CETP inhibitors increase HDL cholesterol by limiting the amount of cholesterol that leaves the HDL particle, Dr. Samaha said. “What you end up with is larger HDL particles with more cholesterol associated with them. Whether those particles are still as cardioprotective [as normally occurring HDL] is something we don't know.”

He's not alone in voicing this concern. Boosting HDL levels this way has always been a controversial idea, according to Dr. Michael Davidson, director of preventive cardiology at Rush University Medical Center, Chicago. But despite uncertainty about the cardioprotective effects of CETP-modulated HDL cholesterol, he said in an interview, “a lot of us were still optimistic, because the 50% increase in HDL that we saw in the earlier studies was so significant that it should have resulted in a significant mortality risk reduction.”

That reduction should also have been large enough to offset the potential problem of hypertension, said Dr. Davidson, who worked with Dr. McKenney on the phase II studies (J. Am. Coll. Cardiol. 2006;48:1774–81; 1782–90).

In those studies, blood pressure increases were widely variable in both groups; however, significant jumps—systolic increases greater than 10 mm Hg from baseline or diastolic increases greater than 15 mm Hg from baseline—occurred in only about 3% of patients. “It was a concern,” Dr. Davidson said, “but we thought raising the HDL that much would offset any potential risks. Obviously, this blood pressure issue may be much more serious than we first imagined.”

While Pfizer has yet to release the causes of the deaths in its phase III study, Dr. Davidson thinks the drug's hypertensive effects may play into the picture. “Perhaps we didn't see a clear signal about this in the earlier trials because they included relatively healthy subjects, while the phase III trial involved sicker patients who had preexisting cardiovascular disease.”

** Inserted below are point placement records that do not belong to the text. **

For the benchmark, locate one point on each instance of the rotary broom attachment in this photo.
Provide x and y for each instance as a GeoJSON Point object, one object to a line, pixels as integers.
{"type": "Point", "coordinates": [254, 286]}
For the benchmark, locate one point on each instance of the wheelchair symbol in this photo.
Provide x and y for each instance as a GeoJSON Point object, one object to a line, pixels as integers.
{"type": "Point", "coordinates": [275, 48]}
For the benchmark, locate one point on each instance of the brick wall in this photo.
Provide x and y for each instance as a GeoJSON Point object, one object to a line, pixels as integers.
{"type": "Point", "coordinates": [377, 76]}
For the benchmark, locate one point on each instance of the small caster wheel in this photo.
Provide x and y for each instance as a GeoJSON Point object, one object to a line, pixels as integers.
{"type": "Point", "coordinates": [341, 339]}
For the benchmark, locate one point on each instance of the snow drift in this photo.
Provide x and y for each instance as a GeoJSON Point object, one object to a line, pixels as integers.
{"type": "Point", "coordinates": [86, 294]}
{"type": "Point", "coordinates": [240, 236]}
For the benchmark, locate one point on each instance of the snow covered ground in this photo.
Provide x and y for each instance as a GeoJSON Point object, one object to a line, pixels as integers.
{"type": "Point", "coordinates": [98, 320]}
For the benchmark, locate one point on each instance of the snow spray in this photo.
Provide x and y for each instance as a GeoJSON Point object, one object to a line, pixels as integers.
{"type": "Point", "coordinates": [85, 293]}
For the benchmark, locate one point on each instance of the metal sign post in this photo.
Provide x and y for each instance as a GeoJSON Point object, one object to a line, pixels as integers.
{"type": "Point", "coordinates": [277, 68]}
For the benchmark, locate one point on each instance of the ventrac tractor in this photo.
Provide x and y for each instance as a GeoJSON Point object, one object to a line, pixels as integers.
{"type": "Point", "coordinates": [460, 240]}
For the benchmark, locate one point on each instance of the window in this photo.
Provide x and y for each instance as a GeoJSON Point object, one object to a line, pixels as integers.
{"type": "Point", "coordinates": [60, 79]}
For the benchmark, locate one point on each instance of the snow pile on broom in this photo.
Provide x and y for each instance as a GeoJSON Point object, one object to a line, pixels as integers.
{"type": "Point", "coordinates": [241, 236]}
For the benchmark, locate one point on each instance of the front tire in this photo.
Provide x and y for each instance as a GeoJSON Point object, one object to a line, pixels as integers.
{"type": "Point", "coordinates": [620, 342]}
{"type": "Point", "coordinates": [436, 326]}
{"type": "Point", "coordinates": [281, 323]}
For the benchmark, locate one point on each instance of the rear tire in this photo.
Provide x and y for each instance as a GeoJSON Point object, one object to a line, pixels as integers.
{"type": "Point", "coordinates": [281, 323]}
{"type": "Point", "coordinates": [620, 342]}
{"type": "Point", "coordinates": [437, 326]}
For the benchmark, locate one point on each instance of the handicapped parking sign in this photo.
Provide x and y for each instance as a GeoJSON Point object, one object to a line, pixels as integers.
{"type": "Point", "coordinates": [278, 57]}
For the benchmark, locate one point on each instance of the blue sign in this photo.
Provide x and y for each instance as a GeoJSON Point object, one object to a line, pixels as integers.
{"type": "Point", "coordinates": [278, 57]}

But because the other CETP inhibitors under development haven't shown any effect on blood pressure thus far, torcetrapib may be an outlier among them. “It may just be a specific issue to this drug. I believe this class of drugs still has a lot of potential.” However, he cautioned, until the deaths in both arms of the ILLUMINATE trial have been adjudicated, it will be impossible to understand the drug's full risk picture.